Credit Suisse, licenziamenti e primo trimestre in rosso. Ma il numero uno incassa 4,7 mln

di FRANCO ZANTONELLI
LUGANO – Credit Suisse, seconda banca elvetica per importanza, fa sapere che il primo trimestre dell’anno si chiuderà in perdita. D’altronde era già successo nel 2015, conclusosi con un rosso di 2,9 miliardi di franchi, circa 2 miliardi e mezzo di euro. La stessa banca annuncia che la ristrutturazione, avviata dal nuovo ceo, Tidjame Thiam, necessiterà di ulteriori tagli di posti di lavoro.

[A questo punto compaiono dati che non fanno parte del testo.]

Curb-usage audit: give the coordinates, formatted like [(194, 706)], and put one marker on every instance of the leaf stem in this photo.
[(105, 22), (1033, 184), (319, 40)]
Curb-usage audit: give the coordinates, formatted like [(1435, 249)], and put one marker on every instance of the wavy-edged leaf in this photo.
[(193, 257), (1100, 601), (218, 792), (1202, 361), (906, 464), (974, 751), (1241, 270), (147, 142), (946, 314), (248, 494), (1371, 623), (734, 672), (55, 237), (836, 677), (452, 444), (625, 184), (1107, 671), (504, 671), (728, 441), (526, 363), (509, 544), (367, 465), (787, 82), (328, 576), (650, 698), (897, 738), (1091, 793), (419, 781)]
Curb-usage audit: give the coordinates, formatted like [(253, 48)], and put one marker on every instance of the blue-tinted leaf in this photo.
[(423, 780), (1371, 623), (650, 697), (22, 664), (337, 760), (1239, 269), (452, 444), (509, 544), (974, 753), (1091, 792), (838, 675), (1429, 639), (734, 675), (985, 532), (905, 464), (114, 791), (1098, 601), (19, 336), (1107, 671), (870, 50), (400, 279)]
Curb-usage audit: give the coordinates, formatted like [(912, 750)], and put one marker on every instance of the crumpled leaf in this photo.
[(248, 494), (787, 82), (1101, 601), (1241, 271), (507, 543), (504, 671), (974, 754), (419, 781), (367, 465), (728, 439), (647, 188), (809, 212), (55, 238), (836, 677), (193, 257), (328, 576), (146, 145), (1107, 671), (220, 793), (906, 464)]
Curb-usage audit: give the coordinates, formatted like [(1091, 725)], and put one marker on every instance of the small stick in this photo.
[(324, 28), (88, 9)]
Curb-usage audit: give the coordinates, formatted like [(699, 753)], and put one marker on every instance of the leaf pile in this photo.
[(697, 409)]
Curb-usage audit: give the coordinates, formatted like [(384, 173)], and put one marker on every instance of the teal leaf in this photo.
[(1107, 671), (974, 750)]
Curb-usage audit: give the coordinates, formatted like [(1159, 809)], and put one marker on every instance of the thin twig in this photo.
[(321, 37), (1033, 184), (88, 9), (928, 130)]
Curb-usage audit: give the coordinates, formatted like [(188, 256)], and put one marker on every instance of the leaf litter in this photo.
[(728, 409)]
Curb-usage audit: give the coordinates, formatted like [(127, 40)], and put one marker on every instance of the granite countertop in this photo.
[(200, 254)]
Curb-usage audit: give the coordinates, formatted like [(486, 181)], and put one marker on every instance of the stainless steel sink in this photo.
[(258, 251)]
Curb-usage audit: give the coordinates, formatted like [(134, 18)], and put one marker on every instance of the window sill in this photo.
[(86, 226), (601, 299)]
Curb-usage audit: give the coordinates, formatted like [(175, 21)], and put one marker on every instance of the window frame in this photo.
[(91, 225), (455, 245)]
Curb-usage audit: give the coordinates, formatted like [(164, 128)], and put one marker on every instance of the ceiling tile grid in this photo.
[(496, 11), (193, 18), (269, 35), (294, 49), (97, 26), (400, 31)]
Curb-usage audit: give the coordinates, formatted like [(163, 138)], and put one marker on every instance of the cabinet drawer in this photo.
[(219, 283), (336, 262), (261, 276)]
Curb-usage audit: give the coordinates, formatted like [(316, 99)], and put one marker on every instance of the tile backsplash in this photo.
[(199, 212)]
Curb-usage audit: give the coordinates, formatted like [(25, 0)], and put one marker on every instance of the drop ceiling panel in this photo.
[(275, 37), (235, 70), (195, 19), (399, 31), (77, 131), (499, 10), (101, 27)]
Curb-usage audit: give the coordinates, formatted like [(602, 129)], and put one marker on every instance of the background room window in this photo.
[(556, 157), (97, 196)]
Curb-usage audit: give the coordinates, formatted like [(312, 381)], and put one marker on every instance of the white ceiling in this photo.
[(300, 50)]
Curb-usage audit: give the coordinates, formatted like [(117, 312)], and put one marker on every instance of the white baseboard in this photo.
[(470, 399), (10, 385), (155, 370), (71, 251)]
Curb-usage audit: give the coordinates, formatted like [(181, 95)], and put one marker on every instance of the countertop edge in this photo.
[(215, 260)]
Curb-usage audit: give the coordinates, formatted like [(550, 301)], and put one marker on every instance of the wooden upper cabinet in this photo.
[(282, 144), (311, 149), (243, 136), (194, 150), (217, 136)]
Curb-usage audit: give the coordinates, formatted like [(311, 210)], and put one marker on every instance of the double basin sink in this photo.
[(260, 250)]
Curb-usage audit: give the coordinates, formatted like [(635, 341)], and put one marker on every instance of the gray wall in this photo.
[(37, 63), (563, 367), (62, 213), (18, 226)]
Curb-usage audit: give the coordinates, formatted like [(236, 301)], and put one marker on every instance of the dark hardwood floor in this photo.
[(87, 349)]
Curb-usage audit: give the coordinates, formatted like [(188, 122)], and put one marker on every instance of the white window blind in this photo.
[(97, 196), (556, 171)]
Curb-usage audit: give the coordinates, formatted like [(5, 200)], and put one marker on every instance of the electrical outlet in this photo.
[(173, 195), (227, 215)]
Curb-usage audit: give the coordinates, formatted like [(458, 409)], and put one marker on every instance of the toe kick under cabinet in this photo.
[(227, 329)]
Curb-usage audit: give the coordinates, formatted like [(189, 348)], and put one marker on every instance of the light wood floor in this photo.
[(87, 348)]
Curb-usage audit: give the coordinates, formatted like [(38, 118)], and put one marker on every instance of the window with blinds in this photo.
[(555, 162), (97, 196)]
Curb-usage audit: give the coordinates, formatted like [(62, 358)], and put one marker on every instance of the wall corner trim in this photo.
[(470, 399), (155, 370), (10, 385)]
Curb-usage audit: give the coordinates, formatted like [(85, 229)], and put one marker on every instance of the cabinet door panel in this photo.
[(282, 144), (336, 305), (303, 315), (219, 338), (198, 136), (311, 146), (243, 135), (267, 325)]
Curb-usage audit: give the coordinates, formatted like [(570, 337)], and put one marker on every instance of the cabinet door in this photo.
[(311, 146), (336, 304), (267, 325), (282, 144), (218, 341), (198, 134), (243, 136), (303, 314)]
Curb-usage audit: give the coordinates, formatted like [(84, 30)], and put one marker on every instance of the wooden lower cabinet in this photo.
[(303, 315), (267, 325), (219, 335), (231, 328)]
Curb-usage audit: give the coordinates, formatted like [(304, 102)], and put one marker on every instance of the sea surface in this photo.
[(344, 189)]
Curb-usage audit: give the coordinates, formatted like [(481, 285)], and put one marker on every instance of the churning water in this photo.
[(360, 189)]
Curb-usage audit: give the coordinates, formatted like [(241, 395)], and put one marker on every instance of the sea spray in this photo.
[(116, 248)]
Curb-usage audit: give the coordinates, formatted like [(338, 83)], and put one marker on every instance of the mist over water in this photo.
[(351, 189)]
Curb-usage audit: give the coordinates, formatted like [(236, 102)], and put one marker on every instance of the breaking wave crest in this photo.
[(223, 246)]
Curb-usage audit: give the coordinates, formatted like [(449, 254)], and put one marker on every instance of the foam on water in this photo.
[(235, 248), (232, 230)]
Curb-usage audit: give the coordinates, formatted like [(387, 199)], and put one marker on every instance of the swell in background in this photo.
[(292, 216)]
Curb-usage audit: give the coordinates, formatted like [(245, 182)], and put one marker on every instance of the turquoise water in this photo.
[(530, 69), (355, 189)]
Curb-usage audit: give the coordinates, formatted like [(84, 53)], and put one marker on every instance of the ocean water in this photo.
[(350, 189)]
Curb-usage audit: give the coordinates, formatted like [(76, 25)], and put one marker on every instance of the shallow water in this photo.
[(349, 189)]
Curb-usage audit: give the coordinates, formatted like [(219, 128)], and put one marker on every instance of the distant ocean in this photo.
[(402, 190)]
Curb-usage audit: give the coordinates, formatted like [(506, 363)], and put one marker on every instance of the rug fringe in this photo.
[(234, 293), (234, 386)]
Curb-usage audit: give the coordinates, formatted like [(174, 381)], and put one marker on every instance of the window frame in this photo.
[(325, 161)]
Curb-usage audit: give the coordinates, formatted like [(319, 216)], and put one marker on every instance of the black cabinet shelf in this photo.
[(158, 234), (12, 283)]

Ne erano previsti 4000, in realtà saranno 6000. Il neo-top manager franco-ivoriano di Credit Suisse in febbraio aveva preventivamente anticipato l’întenzione di ridurre dell’11%, i bonus dei vertici operativi dell’istituto. Compreso il suo, anche se non aveva annunciato l’entità del taglio. “Non posso esigere sacrifici dagli altri e non farne anch’io”, la promessa di Thiam. In realtà oggi si scopre che, lo scorso anno, ha sì incassato, tra stipendio e bonus, poco più della metà del suo predecessore (circa 4,7 milioni di euro), lo statunitense Brady Dougan, ma lavorando 6 mesi in meno. Ma non basta perché, per lasciare il gruppo assicurativo britannico Prudential e approdare al colosso bancario elvetico, il 53 enne Thiam aveva ottenuto una buonuscita di 14,3 milioni di franchi, oltre 13 milioni e mezzo di euro. Con il risultato che, nel 2015, tra una cosa e l’altra, si é portato a casa la bellezza di 18,9 milioni di franchi, ovvero 18 milioni in valuta unica.

“Ogni giorno che ha lavorato al Credit Suisse, considerando anche le due settimane di ferie, ha guadagnato 150 mila franchi”, gli ha fatto i conti in tasca il portale di Zurigo Insidepadeplatz. Oltre 130 mila euro, ovvero “30 volte di più del Presidente della Confederazione, Johann Schneider-Ammann”, é sceso nel dettaglio il giornale online. Insomma la Svizzera, nonostante tre anni fa i cittadini abbiano approvato, in referendum, la proposta di regolamentare, in senso restrittivo, gli stipendi dei vertici aziendali, rimane una sorta di paradiso, per i manager. Non a caso Tidjame Thiam, pur in vena risparmiosa, senza tener conto della sontuosa liquidazione di Prudential, si ritrova ad essere il quinto manager più pagato del Paese. “In realtà la proposta scaturita dalle urne nel 2013- spiega a Repubblica.it  Giovanni Barone Adesi, docente di finanza all’Università della Svizzera Italiana di Lugano – non prevedeva un tetto alle retribuzioni, come erroneamente si pensa, piuttosto introducel’obbligo di fare approvare la retribuzione agli azionisti”. Intanto, però, il Governo non ha ancora varato la relativa legge attuativa e il motore di quel referendum, il parlamentare e imprenditore, Thomas Minder, denuncia il tradimento della volontà popolare.